Probability
STAT/MA 519, Fall 2012

Lecture: MWF, 9:30 AM -- 10:20 AM, in UNIV 117
(STAT 51900-003; Banner CRN 60149)
(MA 51900-004; Banner CRN 60148)

Professor: Mark Daniel Ward
Email: mdw@purdue.edu
Office: MATH 540
Phone: 765-496-9563

Office hours: Dr. Ward is always happy to meet with students.
Dr.

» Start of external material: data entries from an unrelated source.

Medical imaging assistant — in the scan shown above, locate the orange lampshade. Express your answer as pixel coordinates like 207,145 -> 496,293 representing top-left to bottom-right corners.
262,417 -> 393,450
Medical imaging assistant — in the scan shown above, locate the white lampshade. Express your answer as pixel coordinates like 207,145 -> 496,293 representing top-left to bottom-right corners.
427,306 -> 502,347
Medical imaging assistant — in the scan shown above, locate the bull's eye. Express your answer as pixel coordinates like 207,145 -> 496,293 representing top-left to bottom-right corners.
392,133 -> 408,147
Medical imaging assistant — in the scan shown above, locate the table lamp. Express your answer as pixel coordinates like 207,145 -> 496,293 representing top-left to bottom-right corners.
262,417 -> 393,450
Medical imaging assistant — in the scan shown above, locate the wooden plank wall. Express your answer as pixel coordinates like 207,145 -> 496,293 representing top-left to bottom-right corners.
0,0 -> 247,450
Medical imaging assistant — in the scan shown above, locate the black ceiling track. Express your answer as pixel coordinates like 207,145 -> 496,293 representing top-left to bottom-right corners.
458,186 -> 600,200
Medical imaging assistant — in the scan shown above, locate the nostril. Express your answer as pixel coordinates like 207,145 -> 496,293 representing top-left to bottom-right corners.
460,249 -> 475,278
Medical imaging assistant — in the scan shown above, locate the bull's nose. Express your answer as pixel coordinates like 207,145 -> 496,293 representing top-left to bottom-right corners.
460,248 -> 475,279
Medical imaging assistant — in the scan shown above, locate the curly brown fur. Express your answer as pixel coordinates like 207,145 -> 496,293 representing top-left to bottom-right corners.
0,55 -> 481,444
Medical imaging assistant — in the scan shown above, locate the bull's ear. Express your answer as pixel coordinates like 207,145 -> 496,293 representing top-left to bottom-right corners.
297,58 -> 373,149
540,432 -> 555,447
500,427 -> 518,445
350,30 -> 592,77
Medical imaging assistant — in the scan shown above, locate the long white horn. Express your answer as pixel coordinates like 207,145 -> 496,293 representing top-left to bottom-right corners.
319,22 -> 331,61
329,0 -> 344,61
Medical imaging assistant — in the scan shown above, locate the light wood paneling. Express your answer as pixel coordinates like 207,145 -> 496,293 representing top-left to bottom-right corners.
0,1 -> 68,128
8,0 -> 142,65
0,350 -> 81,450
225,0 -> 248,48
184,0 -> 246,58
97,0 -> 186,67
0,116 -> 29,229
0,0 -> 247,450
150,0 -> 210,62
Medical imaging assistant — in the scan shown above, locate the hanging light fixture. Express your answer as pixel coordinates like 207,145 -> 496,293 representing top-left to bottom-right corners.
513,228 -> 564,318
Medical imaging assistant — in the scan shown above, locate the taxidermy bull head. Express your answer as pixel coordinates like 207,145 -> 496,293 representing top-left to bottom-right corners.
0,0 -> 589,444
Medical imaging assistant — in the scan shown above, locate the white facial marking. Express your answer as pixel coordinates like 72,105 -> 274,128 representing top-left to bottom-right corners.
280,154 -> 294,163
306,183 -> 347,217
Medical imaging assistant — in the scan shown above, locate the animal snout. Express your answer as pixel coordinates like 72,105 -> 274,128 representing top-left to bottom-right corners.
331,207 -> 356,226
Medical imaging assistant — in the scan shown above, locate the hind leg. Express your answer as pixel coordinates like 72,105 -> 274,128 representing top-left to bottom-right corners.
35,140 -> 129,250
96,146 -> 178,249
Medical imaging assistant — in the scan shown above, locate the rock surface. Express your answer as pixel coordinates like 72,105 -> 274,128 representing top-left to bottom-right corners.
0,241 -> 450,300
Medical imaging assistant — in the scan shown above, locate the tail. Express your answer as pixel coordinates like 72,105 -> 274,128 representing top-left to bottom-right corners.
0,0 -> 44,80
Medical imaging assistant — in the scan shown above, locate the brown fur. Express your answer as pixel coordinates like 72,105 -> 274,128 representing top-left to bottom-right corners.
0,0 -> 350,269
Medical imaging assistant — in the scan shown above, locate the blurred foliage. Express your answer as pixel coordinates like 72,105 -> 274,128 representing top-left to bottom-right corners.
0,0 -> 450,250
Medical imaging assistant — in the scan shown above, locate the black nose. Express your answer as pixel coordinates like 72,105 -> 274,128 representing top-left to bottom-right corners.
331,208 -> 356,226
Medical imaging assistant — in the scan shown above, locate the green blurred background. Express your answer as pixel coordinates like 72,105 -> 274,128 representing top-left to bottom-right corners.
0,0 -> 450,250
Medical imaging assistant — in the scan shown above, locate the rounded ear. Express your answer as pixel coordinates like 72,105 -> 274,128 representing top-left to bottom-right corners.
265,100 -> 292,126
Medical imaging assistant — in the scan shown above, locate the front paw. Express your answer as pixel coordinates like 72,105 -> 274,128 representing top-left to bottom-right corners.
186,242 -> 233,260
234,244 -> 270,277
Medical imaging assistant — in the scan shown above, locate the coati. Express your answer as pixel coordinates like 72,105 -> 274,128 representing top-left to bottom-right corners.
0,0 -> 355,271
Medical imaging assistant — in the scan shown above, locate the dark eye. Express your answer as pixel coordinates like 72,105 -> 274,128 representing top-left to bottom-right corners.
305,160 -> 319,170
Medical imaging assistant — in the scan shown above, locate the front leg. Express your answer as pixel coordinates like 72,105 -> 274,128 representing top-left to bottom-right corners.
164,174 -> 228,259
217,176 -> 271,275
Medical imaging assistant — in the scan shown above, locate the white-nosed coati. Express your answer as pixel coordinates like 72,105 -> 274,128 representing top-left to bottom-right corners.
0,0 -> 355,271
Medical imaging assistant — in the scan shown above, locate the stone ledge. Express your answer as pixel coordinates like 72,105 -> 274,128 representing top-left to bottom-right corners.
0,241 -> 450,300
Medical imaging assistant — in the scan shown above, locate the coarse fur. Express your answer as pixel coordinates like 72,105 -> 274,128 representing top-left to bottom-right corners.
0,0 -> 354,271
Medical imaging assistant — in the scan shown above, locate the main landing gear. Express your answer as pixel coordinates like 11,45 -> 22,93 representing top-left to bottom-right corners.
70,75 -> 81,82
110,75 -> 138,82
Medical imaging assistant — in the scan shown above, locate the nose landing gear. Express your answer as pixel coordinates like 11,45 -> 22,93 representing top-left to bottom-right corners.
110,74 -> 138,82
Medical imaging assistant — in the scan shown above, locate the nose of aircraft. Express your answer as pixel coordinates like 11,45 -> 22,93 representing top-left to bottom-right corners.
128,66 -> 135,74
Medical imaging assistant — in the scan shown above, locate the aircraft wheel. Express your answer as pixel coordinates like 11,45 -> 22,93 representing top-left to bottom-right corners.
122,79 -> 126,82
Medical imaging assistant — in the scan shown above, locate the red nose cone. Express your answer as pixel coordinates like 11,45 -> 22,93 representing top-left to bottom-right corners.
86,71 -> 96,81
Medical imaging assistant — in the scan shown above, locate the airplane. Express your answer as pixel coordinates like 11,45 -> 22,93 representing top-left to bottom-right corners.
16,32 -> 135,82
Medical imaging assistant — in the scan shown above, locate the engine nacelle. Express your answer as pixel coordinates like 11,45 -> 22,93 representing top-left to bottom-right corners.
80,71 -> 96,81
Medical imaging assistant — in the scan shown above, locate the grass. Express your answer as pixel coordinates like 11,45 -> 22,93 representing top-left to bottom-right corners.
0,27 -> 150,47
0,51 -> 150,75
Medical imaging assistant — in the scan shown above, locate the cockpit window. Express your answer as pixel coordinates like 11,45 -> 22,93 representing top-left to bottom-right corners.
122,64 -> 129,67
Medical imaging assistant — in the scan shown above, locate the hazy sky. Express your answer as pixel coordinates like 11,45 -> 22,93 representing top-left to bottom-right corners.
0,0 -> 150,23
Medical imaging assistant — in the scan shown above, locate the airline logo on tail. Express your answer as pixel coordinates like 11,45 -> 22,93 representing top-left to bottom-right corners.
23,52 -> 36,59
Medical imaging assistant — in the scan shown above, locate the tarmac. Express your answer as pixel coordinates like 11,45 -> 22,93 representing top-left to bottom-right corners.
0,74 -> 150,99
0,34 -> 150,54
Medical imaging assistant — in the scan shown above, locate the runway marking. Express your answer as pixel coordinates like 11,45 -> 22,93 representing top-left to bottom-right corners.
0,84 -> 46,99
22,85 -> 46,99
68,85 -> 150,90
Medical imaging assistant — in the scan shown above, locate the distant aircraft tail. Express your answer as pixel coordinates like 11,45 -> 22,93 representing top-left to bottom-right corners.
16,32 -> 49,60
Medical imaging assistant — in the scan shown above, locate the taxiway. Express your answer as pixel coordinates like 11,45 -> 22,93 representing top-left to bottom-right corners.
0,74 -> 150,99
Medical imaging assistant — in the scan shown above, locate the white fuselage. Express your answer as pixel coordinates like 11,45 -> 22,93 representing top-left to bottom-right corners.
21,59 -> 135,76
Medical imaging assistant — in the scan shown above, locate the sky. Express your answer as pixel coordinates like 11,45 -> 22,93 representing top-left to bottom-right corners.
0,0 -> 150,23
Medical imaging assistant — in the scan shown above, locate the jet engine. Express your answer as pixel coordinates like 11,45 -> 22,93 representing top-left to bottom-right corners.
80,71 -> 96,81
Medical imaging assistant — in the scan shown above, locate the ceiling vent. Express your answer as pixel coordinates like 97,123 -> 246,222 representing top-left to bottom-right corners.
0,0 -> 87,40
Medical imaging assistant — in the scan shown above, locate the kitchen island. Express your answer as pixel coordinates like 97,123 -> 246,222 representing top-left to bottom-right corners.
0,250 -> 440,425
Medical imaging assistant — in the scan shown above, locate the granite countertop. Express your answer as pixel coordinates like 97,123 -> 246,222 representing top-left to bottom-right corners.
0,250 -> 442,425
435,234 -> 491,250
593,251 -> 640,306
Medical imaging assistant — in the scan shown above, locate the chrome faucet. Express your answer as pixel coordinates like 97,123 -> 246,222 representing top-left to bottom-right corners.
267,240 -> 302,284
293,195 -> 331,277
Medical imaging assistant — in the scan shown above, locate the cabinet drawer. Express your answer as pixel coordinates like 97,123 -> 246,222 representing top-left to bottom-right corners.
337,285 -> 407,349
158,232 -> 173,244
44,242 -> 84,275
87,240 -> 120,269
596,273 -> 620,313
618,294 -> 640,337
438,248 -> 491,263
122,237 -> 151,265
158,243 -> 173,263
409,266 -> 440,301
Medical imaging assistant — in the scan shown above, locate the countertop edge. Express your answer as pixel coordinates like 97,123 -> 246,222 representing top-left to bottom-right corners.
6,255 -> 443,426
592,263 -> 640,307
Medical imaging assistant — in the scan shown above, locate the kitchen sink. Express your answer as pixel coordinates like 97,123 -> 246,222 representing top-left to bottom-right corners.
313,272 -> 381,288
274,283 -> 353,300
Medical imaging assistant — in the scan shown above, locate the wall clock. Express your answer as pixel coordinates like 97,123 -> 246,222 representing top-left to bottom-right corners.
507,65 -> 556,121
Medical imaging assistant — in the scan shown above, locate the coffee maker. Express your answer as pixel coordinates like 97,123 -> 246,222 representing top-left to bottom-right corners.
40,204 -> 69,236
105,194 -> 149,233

Ward is available for walk-in or scheduled appointments anytime, throughout the week.
He is also always guaranteed to be available MWF, 8:30 AM -- 9:20 AM, in MATH 540.

Grader: Tian (Thomas) Qiu
Email: qiu30@purdue.edu

Course policy: click here

Midterm exam dates: Friday, October 5; Monday, November 19

Final exam date/time/location: Monday, December 10, from 1 PM to 3 PM in ME 2061

Plan to be present at all exams. Plan to be present for class every day.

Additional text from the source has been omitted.